This week has brought retreat and retrenchment on healthcare. The headline in Politico was, "Health reform hits Senate speed bumps." As Politico explained, the bumps began on Monday, when "The Congressional Budget Office returned a $1.3 trillion pricetag on Sen. Ted Kennedy's bill—a number that far exceeds what most lawmakers are willing to pay."
And here's how the Associated Press summarized the Capitol proceedings:
The Senate set off on its major overhaul of the nation's health care system Wednesday, but its first steps were quickly overtaken by fresh cost concerns and partisan anger. An ambitious timetable that called for completing committee action in early summer seemed in danger of slipping away.
And Bloomberg News reports that Obama's legendary grassroots campaign cadre is having a hard time with its new mission. '"The election was easy because it was telling you to do one thing: vote for Obama,'" lamented an activist. "Working on healthcare is 'kind of frustrating."'
Indeed, for the first time, Congressional Republicans are thinking that maybe they can beat back Obamacare, after all. Concerns about the deficit and debt are rising, and startled Democrats are being forced to pay close attention to surging popular anxiety. So what happened? How did Obama take his mandate for healthcare action and fritter it away—in less than five months?
The answer, of course, is that Obama made other things a priority.

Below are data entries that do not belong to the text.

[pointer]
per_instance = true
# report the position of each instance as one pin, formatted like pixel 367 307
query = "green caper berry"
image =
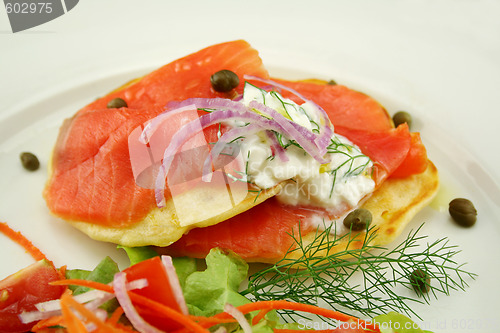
pixel 30 161
pixel 420 281
pixel 224 80
pixel 117 103
pixel 401 117
pixel 359 219
pixel 463 212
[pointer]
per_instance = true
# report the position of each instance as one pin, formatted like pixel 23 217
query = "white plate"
pixel 437 61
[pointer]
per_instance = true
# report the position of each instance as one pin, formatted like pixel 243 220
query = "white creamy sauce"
pixel 337 186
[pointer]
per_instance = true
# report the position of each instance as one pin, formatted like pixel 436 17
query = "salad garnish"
pixel 319 275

He said that bailing out the banks was a higher priority, and so that's what he did—he has presided over the greatest upward wealth transfer in American history. The fiscal future of the country was thus given over to Wall Street. The perceived "march to socialism" that has antagonized so many over the past few months was not a trek on behalf of Main Street's healthcare needs, it was a trek on behalf of Wall Street's red-ink needs. And so healthcare has been left as a straggler; if any bill passes this year, it will be substantially truncated, falling far short of the goal of full coverage for the 46 million uninsured.

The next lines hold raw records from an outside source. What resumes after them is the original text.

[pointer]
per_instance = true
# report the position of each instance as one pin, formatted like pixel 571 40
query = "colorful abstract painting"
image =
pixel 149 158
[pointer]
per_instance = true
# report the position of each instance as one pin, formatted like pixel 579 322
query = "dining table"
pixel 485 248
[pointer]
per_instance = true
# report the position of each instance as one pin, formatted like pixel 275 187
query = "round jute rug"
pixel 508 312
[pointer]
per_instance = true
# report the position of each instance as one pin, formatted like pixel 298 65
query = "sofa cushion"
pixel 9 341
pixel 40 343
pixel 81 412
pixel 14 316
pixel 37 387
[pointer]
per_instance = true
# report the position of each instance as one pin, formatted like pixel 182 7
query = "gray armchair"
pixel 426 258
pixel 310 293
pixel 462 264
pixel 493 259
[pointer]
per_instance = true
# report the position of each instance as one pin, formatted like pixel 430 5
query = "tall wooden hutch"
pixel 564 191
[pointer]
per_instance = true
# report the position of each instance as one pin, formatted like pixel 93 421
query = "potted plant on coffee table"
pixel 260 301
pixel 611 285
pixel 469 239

For his part, Obama insists that he was saving the economy. But if so, why has unemployment jumped from 7.6 percent in January to 9.4 percent in May? It sure seems as if the top priority of Treasury Secretary Tim Geithner, et al., was comforting the comfortable, as opposed to comforting the afflicted. Indeed, Obama himself has said that joblessness will continue to rise into double digits. And this is supposed to be a new New Deal?

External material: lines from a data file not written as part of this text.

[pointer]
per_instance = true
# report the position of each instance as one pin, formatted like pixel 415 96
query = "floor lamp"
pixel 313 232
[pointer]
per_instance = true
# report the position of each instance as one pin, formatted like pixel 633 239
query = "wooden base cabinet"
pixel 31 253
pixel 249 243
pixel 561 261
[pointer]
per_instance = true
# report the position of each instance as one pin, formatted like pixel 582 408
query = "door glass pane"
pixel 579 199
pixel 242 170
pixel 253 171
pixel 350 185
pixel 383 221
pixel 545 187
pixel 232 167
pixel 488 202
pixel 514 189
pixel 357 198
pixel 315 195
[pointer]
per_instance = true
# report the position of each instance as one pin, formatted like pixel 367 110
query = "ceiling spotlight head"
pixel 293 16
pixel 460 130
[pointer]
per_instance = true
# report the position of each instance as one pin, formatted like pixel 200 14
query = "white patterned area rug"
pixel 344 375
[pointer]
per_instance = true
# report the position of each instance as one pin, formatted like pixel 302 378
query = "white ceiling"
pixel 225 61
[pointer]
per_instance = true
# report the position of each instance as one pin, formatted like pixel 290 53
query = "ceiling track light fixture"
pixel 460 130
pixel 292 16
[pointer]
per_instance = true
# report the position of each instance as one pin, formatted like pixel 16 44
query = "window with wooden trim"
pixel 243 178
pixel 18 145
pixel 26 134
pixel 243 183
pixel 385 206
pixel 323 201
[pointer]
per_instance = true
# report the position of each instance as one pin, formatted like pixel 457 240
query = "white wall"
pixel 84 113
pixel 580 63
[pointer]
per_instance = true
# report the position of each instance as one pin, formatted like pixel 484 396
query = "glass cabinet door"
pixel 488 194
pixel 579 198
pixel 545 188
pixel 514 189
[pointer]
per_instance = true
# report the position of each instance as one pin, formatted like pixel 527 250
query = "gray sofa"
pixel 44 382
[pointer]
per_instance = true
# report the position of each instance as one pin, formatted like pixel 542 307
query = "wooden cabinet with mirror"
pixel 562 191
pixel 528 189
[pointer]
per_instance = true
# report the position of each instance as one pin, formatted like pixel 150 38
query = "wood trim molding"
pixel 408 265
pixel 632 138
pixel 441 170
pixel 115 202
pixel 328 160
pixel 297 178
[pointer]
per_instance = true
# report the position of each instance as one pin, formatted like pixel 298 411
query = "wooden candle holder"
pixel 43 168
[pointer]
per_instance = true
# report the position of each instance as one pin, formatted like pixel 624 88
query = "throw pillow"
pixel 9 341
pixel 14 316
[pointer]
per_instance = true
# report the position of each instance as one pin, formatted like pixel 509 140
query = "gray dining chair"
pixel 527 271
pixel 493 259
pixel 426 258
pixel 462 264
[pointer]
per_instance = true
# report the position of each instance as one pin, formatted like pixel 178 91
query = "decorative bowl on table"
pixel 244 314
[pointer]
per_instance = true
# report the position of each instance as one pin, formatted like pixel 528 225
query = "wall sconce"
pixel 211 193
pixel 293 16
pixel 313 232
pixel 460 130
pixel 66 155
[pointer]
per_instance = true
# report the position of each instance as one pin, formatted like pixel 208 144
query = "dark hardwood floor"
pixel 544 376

In fact, it's obvious that the president—under the tutelage of Geithner, Lawrence Summers, and others who have made cushy careers for themselves as servants of high finance—has chosen to make propping up coastal enclaves of billionaires, and their institutions, his basic policy. (A policy that was once known as "trickle down.") And so Obama never did anything to stop the notorious bonuses going to AIG executives; that was $400 million of your money down the drain. And how much more waste of millions, billions, and maybe even trillions is waiting to be discovered as we dig through the fiscal fallout of the bailout hail?
When confronted with a choice between healthcare for the poor and the near-poor on the one hand, and the continued overstuffing of the overclass on the other hand, Obama made a decisive choice: He chose the overclass. He put rich people first.
James P. Pinkerton, a fellow at the New America Foundation and a contributor to the Fox News Channel, was a domestic policy aide in the Reagan and Bush 41 White Houses.